Rasa Kita

Kritik dari Dalam Kandang: Antara Idealisme dan Perut yang Tak Bisa Diajak Diskusi

Editor : Imam Zarkasih | 01 Agustus 2025

Di sebuah forum diskusi, seseorang berdiri penuh semangat. Ia bicara tentang bobroknya sistem. Tentang mental pengecut yang menjangkiti para birokrat. Tentang para pegawai yang tak berani bersuara, hanya bisa mengangguk dan manut pada atasan. Kalimatnya lantang, kalimatnya keras. Semua tepuk tangan.

Satu jam setelah forum bubar, ia kembali ke mejanya. Duduk di ruang kerja yang sama dengan sistem yang ia hina. Membuka laptop, membalas email dinas, mengisi lembar presensi, lalu mengecek rekening:

“Gajian udah masuk belum ya?”

Fenomena seperti ini bukan hal baru. Bahkan makin sering terlihat, terutama di era ketika kritik begitu mudah dilontarkan lewat media sosial, podcast, ruang diskusi, atau bahkan grup WhatsApp internal. Tak sedikit orang mengkritik sistem dengan berapi-api, seolah ingin menggulingkan seluruh bangunan yang dianggap rusak. Tapi ketika lampu panggung dimatikan, mereka kembali menjadi bagian dari sistem yang mereka hujat sendiri.

Inilah yang disebut oportunisme moral.
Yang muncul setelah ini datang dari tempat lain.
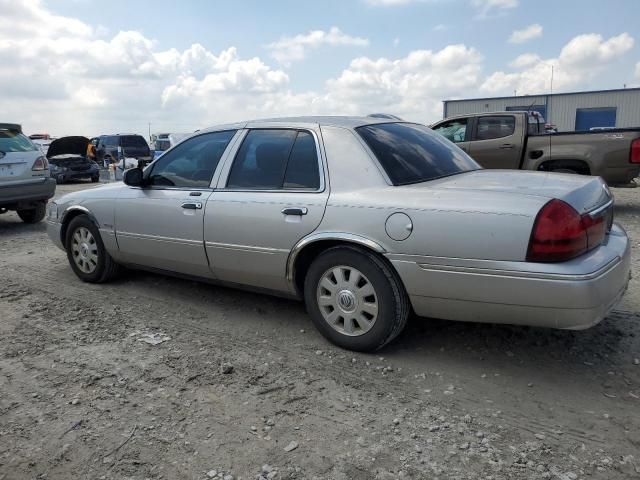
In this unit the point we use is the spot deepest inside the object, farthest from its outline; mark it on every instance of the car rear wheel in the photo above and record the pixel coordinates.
(87, 256)
(355, 299)
(33, 215)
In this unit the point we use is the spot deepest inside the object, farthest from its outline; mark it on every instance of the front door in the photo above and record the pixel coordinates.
(271, 196)
(161, 225)
(497, 141)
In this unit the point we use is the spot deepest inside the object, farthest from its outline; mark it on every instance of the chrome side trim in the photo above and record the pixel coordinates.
(316, 237)
(159, 238)
(247, 248)
(521, 274)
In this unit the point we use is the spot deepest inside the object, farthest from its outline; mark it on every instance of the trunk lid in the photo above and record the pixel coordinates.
(583, 193)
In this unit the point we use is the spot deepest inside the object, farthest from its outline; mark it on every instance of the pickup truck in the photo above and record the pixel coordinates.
(518, 140)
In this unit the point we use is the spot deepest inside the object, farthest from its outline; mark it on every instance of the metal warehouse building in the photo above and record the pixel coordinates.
(568, 111)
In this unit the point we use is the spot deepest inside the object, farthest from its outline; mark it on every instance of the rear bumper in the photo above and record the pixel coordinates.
(571, 295)
(12, 196)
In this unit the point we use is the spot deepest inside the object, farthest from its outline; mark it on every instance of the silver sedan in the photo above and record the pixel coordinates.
(365, 219)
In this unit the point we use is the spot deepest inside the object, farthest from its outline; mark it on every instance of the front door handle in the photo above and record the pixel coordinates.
(192, 205)
(295, 211)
Orang yang menjual idealisme, tapi tak sungguh-sungguh siap menanggung konsekuensinya. Mereka ingin dipandang sebagai pemberontak intelektual, tapi tetap ingin menikmati kenyamanan dari sistem yang mereka maki.

Kita tahu, tak semua orang bisa keluar dari sistem. Banyak yang bertahan karena alasan ekonomi, keluarga, dan masa depan yang lebih stabil. Dan itu sah-sah saja. Tak ada yang bisa menyalahkan orang yang memilih bertahan demi dapur tetap ngebul. Tapi masalahnya adalah ketika orang yang bertahan itu—yang masih menerima gaji, tunjangan, fasilitas—juga sibuk menyebut yang lain pengecut.
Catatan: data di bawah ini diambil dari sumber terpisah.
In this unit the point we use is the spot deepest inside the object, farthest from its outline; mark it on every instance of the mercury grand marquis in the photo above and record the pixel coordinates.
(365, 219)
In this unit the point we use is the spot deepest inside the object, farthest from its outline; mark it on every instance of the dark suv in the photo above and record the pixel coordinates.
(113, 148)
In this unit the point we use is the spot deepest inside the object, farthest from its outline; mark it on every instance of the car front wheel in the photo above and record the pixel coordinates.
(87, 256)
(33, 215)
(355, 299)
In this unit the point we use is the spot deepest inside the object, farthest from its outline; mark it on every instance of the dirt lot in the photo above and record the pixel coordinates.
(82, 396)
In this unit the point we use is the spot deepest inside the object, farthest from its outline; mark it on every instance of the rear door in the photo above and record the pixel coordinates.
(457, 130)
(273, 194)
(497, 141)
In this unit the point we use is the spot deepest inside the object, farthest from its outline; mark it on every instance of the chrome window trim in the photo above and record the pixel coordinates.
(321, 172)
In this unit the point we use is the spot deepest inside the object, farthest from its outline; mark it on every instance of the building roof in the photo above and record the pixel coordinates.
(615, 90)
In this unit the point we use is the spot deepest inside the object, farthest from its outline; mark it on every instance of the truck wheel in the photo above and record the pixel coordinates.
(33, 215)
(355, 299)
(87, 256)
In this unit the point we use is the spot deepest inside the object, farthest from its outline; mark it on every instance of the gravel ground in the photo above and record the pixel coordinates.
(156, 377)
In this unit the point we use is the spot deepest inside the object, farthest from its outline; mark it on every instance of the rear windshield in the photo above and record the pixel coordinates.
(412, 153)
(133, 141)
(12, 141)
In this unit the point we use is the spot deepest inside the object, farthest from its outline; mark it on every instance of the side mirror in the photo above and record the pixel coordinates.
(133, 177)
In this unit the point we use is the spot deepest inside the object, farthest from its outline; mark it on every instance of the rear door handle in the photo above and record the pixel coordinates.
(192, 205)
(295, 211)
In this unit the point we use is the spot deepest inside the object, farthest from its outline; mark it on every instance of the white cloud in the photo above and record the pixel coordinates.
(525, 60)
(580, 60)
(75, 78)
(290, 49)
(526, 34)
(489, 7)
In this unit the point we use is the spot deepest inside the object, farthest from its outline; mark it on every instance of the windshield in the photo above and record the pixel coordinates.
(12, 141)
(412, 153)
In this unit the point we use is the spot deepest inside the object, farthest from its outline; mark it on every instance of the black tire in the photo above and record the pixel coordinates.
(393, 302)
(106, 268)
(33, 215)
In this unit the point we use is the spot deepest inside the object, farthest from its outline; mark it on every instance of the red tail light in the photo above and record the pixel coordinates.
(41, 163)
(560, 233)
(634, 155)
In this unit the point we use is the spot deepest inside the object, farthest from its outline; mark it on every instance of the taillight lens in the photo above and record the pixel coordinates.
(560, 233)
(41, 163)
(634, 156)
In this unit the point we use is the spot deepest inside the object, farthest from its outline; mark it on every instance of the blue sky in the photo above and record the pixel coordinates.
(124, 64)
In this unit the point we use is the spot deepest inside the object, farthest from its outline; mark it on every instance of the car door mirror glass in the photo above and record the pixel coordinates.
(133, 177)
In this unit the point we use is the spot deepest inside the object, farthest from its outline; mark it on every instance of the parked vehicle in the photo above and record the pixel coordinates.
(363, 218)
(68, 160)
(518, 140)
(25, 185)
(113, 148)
Itu bukan keberanian. Itu manipulasi citra.

Kritik dari dalam bisa jadi langkah progresif. Jika dilakukan dengan niat membangun dan disertai tindakan nyata. Tapi kritik yang hanya jadi tameng untuk terlihat bersih, sambil tetap bermain aman di dalam sistem, adalah bentuk kemunafikan yang paling halus.
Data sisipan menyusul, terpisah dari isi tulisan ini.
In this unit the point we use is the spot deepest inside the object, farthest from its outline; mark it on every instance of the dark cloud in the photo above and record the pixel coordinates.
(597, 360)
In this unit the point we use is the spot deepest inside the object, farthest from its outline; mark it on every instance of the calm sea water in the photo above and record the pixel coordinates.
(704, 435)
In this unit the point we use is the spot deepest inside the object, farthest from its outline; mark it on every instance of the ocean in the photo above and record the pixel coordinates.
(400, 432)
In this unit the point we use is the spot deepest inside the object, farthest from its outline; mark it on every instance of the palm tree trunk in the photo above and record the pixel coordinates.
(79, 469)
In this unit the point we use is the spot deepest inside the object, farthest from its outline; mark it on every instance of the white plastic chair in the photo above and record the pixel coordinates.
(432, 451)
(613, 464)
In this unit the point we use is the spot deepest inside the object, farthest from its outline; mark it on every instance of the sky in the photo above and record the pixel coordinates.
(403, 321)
Dan ironisnya, publik sering kali terkecoh. Menganggap mereka sebagai simbol perlawanan. Padahal tak ada satu pun risiko yang mereka ambil. Tak ada keputusan nyata untuk mundur, membentuk gerakan, atau setidaknya berkata jujur:

“Saya masih di sini karena saya butuh. Bukan karena saya sepakat.”

Sistem memang tidak ideal. Tapi idealisme tanpa konsistensi hanyalah teater. Sandiwara moral untuk menutupi bahwa kita pun punya kepentingan. Mengkritik itu penting. Tapi lebih penting lagi untuk mengkritik sambil melihat cermin. Jangan-jangan, kita sedang memaki bayangan diri sendiri.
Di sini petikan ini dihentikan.